I'd put it at a 37. Headlight, Chain guard, rack and seat not so. Rear light is ok.  This model is shown in John Polizzi's Shelby book Pages 51/52 and list it as either a model ae 750 or a 705. Both pic show it with the same chainring. Nice find....Id be happy to have it.
Tom


----------



## dmk441 (May 24, 2015)

Thanks so far for the feedback. This is all very helpful.


----------



## THEGOLDENGREEK (May 25, 2015)

Nice shelby but i never seen one with this style frame before intresting!!


----------



## cds2323 (May 25, 2015)

Nice bike. Could also be a 1936 model, chainring was available then too. The AE 750 had the electrical equipment, taillight and headlight. The headlight was probably a Delta horn lite but could've been a silver ray. Can't find the catalog view of this model with a tank, swear I've seen one. Pretty sure there was a single bar with a tank on here awhile ago. In my opinion I wouldn't add the tank (unless you know for sure it had one that someone removed) as the single bar is what's unique to this bike. With a tank it looks like all the double bars out there. It's cool as a single bar. 

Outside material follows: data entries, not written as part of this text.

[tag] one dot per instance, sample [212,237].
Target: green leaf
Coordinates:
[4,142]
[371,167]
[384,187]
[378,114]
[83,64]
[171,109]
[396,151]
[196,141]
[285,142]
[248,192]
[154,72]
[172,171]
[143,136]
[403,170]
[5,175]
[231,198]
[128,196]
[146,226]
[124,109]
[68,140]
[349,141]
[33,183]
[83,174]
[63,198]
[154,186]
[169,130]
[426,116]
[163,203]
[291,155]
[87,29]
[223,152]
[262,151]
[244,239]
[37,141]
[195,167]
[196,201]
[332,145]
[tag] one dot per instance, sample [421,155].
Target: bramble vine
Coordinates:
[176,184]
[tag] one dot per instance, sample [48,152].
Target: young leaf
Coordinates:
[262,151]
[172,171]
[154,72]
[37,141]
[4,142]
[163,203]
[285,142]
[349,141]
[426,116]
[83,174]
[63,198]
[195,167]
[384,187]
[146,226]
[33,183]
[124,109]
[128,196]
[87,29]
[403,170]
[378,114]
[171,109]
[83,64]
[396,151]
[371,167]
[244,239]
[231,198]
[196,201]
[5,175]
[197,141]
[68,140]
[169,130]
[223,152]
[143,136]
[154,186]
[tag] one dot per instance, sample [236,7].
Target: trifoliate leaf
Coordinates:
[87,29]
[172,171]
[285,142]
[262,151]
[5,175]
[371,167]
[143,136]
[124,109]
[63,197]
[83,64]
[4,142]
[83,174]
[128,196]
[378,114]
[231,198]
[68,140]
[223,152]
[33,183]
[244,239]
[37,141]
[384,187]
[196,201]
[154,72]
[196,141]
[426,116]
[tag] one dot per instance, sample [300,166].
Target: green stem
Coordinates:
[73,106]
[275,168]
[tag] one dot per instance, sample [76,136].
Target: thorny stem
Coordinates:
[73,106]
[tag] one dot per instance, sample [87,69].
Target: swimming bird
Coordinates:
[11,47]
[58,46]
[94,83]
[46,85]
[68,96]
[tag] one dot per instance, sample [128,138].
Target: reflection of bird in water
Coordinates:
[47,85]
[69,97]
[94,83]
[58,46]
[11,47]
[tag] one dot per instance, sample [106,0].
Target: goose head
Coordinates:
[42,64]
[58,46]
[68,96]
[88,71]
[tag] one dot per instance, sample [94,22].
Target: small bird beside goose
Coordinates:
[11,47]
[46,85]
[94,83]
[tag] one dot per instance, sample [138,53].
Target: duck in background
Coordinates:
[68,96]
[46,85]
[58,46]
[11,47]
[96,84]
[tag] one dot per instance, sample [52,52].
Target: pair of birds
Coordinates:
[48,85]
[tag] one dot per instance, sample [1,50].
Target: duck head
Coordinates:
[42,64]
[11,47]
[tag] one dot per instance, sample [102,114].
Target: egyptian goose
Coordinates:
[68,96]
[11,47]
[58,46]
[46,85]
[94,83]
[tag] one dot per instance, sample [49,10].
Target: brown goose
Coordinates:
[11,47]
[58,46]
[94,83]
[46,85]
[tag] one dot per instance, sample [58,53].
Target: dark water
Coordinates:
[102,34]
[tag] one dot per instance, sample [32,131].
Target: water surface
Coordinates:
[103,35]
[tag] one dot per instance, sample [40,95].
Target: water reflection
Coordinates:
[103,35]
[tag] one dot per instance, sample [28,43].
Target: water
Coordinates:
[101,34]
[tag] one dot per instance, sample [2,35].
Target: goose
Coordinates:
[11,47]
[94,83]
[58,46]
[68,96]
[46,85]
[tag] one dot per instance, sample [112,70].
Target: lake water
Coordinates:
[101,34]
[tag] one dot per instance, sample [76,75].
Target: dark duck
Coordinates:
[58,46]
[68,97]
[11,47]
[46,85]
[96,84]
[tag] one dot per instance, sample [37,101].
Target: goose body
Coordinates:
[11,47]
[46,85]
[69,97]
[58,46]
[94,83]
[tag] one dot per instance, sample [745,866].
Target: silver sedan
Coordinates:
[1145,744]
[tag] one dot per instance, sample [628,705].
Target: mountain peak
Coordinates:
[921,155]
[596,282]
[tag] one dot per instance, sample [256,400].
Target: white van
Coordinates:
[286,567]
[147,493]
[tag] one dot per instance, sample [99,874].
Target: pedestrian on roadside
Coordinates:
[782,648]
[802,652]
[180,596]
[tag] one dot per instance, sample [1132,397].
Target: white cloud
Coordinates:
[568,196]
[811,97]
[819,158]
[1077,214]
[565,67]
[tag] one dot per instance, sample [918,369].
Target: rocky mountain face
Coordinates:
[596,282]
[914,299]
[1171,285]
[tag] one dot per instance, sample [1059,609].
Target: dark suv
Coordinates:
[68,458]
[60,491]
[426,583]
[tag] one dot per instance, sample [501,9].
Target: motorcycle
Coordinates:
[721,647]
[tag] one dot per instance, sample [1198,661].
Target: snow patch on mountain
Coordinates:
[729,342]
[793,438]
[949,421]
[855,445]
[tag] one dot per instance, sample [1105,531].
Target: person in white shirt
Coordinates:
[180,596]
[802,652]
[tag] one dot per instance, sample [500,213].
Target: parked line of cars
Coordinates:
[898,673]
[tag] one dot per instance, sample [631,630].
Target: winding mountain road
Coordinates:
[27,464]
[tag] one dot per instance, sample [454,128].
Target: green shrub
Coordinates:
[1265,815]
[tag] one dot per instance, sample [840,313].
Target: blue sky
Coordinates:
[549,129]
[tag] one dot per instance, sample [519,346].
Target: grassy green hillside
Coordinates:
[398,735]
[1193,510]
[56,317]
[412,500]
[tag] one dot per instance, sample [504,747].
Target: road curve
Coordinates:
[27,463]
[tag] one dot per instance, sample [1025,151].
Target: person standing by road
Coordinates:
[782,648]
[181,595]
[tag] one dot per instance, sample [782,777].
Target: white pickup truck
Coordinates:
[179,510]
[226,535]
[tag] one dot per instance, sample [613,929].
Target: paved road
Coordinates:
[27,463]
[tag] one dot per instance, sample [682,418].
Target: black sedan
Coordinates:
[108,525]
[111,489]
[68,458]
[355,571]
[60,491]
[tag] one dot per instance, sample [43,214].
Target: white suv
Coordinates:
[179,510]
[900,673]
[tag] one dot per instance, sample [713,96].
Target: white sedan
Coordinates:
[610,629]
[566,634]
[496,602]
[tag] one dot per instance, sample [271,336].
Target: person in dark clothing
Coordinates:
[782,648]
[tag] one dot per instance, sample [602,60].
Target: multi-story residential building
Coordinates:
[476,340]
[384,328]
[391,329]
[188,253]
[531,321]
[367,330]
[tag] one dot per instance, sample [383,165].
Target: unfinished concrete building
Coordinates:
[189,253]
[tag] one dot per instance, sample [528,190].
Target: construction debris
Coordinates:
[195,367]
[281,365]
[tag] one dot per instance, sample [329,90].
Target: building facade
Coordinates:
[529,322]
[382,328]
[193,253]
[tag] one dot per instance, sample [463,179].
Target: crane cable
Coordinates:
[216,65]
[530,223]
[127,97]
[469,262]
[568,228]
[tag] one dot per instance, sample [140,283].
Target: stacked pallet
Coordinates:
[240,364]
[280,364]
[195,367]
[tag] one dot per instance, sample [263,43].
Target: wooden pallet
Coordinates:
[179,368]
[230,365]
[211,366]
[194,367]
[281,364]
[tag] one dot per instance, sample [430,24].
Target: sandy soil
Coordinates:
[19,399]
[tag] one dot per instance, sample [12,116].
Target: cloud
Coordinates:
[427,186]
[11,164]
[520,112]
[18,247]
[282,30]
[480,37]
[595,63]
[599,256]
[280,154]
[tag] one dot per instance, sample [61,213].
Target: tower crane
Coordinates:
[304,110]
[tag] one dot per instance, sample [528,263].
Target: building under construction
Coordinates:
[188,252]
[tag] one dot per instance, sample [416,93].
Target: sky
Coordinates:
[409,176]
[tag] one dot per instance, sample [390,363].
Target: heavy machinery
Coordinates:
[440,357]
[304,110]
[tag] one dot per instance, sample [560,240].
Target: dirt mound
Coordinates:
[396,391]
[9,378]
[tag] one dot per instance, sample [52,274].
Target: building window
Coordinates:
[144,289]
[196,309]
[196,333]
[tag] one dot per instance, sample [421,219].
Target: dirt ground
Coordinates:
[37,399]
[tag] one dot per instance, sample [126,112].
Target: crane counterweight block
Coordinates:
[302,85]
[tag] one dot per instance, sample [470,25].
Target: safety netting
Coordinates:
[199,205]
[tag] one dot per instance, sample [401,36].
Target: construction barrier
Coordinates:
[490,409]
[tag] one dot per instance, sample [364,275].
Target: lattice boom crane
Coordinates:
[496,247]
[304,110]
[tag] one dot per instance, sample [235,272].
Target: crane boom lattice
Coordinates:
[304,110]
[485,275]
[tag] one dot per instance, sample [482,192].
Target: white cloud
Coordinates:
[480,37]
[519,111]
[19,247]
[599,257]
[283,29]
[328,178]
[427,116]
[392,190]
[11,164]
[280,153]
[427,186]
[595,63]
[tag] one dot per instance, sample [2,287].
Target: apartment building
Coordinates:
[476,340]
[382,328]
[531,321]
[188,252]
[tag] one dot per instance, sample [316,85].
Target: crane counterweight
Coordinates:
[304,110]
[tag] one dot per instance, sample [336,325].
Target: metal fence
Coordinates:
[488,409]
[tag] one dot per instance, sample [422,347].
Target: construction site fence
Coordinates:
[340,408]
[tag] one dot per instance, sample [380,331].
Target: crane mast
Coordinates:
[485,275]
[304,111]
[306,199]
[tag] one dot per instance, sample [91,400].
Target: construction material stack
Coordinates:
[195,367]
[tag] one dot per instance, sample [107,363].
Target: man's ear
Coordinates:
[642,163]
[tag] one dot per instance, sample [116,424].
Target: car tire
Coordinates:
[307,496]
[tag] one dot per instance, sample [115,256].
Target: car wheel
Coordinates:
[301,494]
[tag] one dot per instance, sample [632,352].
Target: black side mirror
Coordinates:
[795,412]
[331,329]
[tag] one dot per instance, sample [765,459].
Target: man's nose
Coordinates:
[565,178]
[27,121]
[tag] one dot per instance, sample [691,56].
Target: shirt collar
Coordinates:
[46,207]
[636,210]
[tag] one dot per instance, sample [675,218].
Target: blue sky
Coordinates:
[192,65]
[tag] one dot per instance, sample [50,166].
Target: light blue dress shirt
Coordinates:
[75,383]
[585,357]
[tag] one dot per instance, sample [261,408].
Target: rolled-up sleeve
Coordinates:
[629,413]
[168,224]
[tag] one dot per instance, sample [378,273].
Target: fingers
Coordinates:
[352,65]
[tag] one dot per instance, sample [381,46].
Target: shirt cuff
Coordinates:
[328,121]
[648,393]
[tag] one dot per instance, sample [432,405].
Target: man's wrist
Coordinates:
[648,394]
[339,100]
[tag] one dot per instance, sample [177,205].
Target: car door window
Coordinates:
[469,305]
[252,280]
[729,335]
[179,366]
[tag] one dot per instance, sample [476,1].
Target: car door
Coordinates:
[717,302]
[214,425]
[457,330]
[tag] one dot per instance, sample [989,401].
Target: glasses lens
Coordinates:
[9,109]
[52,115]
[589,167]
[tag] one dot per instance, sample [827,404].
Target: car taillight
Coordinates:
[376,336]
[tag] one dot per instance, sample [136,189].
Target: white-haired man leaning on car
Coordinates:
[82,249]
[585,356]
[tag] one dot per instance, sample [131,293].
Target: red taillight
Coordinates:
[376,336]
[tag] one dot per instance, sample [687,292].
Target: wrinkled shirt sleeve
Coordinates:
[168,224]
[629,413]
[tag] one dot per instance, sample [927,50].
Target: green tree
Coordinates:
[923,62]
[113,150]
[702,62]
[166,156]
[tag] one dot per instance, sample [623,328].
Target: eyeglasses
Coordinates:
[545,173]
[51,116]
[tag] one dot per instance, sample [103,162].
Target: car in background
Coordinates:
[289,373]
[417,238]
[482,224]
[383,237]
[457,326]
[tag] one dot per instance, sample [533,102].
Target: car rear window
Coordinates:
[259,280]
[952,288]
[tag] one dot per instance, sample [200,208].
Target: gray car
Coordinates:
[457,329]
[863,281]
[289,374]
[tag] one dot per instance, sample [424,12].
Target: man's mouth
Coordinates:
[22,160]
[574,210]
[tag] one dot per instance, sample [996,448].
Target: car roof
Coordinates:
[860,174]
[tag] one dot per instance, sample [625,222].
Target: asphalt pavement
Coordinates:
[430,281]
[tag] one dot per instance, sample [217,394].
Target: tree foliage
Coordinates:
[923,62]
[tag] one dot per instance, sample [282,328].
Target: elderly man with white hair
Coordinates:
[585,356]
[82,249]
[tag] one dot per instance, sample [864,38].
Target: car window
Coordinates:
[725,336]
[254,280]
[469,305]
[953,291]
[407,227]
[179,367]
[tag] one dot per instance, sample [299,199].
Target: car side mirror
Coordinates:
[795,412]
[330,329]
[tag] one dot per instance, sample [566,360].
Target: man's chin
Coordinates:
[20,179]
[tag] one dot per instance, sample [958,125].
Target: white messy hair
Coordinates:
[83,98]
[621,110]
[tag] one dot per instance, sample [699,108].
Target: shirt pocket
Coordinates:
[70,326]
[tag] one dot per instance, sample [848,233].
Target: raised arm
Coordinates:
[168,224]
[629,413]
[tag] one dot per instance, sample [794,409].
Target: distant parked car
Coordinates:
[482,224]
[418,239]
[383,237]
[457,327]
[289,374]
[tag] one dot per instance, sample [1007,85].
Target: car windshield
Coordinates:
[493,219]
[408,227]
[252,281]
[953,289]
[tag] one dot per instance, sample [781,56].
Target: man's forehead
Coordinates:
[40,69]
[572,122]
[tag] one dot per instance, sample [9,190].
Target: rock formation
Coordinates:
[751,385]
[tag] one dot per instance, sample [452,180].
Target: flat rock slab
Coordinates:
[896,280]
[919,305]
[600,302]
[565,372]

Curious about the front fork. Are the ends slotted for hub removal or are they the holes requiring the fork to be spread to remove the hub? I've had 36 Shelby's that had that style fork. I think by 37 they were slotted (open ended).


----------



## Conkity (May 28, 2015)

If I'm not mistaken, that wheel set was pretty much not used after 36 too.


----------



## keith kodish (Jul 10, 2016)

Bunch of bits and pieces that are wrong,seat,guard,rack,headlight,also looks like it suffered a front end crash,too.

Sent from my SM-G900P using Tapatalk


----------